A Unified, Practical, and Understandable Model of Non-transactional Consistency Levels in Distributed Replication
Guanzhou Hu, Andrea Arpaci-Dusseau, Remzi Arpaci-Dusseau
TL;DR
The paper introduces a unified, ordering-based framework for non transactional consistency in distributed replication by modeling a Shared Object Pool (SOP) where objects are registers and operations yield a DAG of acknowledged actions. Consistency semantics emerge from two constraint families: convergence constraints (SO, CPO, NPO) and relationship constraints (RT, CASL, FIFO, None), enabling a spectrum from linearizability to eventual and beyond. A Jepsen integrated checker implements the SOP model to assess real system histories from etcd, ZooKeeper, and RabbitMQ, illustrating both applicability and practical limitations. The work offers a practical toolset and design guidance for protocol designers to reason about trade offs between strong guarantees and performance/availability in cloud-era replicated storage systems.
Abstract
We present a practical model of non-transactional consistency levels in the context of distributed data replication.
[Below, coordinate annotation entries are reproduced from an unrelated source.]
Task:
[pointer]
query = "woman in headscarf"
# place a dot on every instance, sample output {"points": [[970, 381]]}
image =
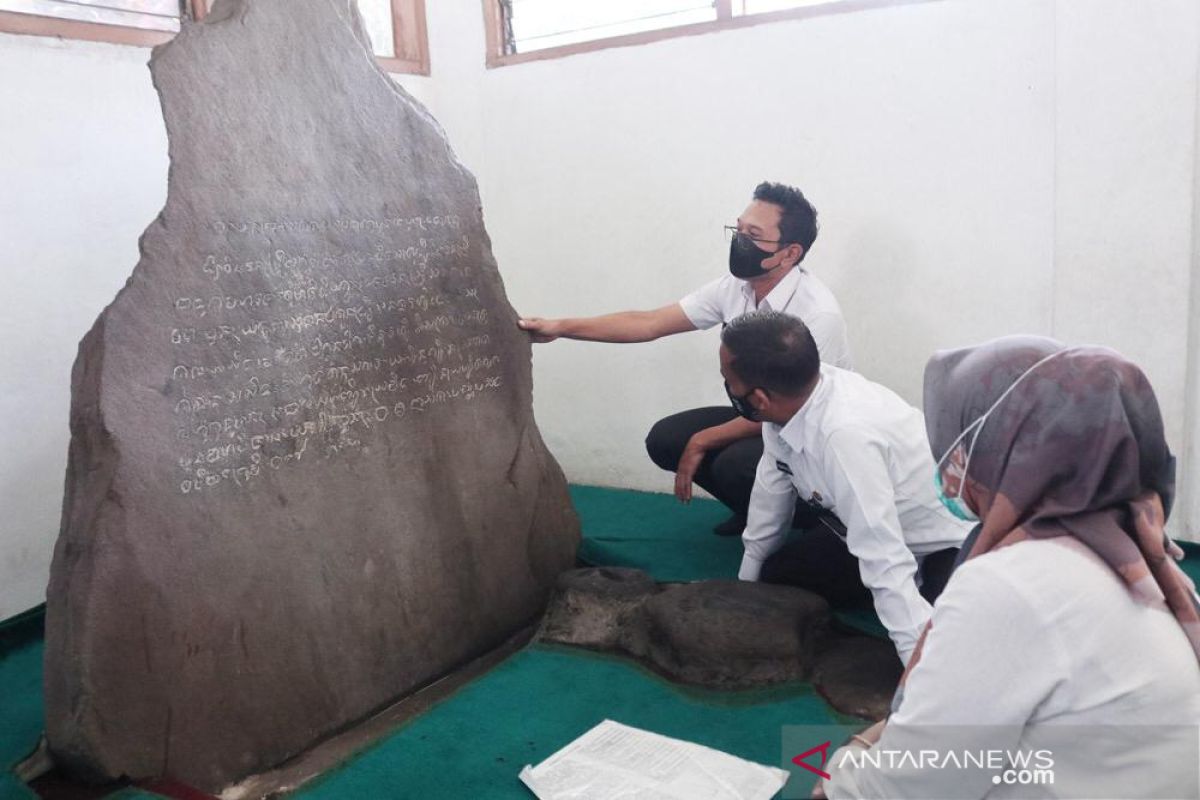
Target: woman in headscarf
{"points": [[1067, 627]]}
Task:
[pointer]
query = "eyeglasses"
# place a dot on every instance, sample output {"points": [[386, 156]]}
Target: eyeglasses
{"points": [[732, 230]]}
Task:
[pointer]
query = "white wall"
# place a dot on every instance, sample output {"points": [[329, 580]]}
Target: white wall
{"points": [[982, 167]]}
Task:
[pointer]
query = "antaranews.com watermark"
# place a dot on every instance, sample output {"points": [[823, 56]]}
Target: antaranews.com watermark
{"points": [[1017, 763]]}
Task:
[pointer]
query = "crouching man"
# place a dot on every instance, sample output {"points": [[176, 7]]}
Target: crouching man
{"points": [[855, 452]]}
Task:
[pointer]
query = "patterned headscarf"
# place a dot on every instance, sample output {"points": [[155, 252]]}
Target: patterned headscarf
{"points": [[1077, 449]]}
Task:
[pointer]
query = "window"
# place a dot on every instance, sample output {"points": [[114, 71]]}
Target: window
{"points": [[397, 32], [523, 30], [396, 26], [125, 22]]}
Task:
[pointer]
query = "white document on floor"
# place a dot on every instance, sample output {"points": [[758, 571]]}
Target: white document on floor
{"points": [[615, 761]]}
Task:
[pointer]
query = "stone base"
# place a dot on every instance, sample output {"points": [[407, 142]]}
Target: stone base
{"points": [[723, 635]]}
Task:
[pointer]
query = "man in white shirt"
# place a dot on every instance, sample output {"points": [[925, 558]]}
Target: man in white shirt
{"points": [[713, 446], [857, 452]]}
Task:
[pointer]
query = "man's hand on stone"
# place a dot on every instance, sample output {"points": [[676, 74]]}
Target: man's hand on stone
{"points": [[685, 473], [540, 330]]}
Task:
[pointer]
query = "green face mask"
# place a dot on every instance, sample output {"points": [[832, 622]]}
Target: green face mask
{"points": [[957, 505]]}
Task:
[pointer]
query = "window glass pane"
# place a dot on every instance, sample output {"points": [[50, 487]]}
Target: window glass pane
{"points": [[379, 22], [150, 14], [763, 6], [538, 24]]}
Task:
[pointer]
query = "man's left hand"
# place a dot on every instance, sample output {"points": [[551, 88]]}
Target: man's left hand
{"points": [[685, 473]]}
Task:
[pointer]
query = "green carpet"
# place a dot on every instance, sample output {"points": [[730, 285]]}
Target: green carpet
{"points": [[474, 744], [655, 533], [21, 697]]}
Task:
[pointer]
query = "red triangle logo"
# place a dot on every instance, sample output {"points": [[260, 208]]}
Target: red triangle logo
{"points": [[825, 756]]}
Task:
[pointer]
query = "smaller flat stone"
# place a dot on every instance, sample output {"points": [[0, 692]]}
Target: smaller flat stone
{"points": [[733, 633], [595, 607], [858, 675]]}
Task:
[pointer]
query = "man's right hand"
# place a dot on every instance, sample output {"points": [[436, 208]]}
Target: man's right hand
{"points": [[540, 330]]}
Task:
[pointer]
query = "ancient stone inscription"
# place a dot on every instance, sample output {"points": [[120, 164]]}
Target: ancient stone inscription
{"points": [[306, 352]]}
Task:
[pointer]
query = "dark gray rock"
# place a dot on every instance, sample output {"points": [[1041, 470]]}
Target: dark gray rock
{"points": [[733, 633], [719, 633], [598, 607], [858, 675], [304, 476]]}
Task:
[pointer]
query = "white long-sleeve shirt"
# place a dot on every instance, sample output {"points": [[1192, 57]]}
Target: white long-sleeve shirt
{"points": [[1041, 645], [799, 294], [859, 451]]}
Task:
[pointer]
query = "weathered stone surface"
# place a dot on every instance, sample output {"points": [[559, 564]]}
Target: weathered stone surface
{"points": [[304, 475], [858, 675], [598, 607], [720, 633], [733, 632]]}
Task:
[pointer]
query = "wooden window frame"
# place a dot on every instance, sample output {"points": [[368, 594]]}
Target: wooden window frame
{"points": [[411, 36], [493, 24]]}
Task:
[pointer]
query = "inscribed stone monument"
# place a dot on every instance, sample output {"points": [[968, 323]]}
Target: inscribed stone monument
{"points": [[304, 474]]}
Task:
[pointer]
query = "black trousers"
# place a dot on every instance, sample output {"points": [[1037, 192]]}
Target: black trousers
{"points": [[727, 474], [814, 558]]}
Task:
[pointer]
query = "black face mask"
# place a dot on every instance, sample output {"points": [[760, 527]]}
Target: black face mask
{"points": [[742, 404], [747, 258]]}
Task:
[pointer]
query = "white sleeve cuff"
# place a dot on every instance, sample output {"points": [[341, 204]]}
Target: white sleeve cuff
{"points": [[750, 567]]}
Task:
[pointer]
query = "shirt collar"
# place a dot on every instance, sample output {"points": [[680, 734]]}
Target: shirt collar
{"points": [[778, 298], [798, 431]]}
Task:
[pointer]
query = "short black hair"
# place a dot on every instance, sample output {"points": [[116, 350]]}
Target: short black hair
{"points": [[798, 220], [773, 350]]}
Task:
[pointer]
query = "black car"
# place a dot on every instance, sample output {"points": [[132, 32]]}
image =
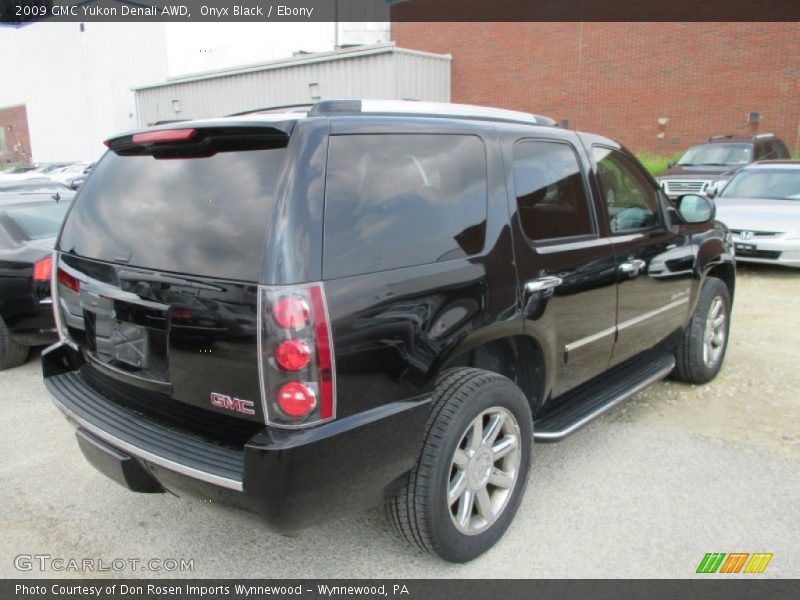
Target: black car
{"points": [[29, 223], [434, 288], [707, 167]]}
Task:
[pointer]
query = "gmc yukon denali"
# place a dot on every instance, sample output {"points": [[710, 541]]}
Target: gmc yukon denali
{"points": [[309, 313]]}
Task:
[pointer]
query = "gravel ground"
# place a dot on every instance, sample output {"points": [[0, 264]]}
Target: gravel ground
{"points": [[645, 491]]}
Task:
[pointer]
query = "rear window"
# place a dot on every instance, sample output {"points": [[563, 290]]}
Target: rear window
{"points": [[400, 200], [203, 216], [35, 221]]}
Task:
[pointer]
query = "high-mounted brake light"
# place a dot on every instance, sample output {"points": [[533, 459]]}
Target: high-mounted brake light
{"points": [[181, 314], [43, 269], [297, 365], [164, 135]]}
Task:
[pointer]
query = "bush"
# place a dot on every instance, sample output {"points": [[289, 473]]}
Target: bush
{"points": [[656, 164]]}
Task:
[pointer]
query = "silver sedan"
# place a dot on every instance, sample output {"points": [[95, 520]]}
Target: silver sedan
{"points": [[761, 207]]}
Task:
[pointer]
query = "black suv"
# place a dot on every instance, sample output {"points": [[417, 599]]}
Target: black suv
{"points": [[309, 314], [707, 167]]}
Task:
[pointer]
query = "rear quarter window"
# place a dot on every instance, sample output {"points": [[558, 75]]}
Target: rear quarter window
{"points": [[401, 200], [204, 216]]}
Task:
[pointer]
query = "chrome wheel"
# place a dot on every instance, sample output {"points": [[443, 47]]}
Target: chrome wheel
{"points": [[483, 471], [715, 333]]}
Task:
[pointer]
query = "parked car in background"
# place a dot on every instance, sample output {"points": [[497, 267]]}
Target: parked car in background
{"points": [[761, 206], [26, 172], [36, 186], [707, 167], [29, 223], [73, 175], [425, 291]]}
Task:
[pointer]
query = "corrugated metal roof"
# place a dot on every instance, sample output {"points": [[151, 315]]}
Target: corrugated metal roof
{"points": [[299, 60]]}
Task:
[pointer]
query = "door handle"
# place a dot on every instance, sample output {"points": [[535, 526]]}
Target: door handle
{"points": [[543, 283], [632, 266]]}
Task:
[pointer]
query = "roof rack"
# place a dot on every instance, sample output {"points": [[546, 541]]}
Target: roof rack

Unlike prior work, our simple Shared Object Pool (SOP) model defines common consistency levels in a unified framework centered around the single concept of ordering. This naturally reflects modern cloud object storage services and is thus easy to understand. We show that a consistency level can be intuitively defined by specifying two types of constraints on the validity of orderings allowed by the level: convergence, which bounds the lineage shape of the ordering, and relationship, which bounds the relative positions between operations. We give examples of representative protocols and systems, and discuss their availability upper bound. To further demonstrate the expressiveness and practical relevance of our model, we use it to implement a Jepsen-integrated consistency checker for the four most common levels (linearizable, sequential, causal+, and eventual); the checker analyzes consistency conformity for small-scale histories of real system runs (etcd, ZooKeeper, and RabbitMQ).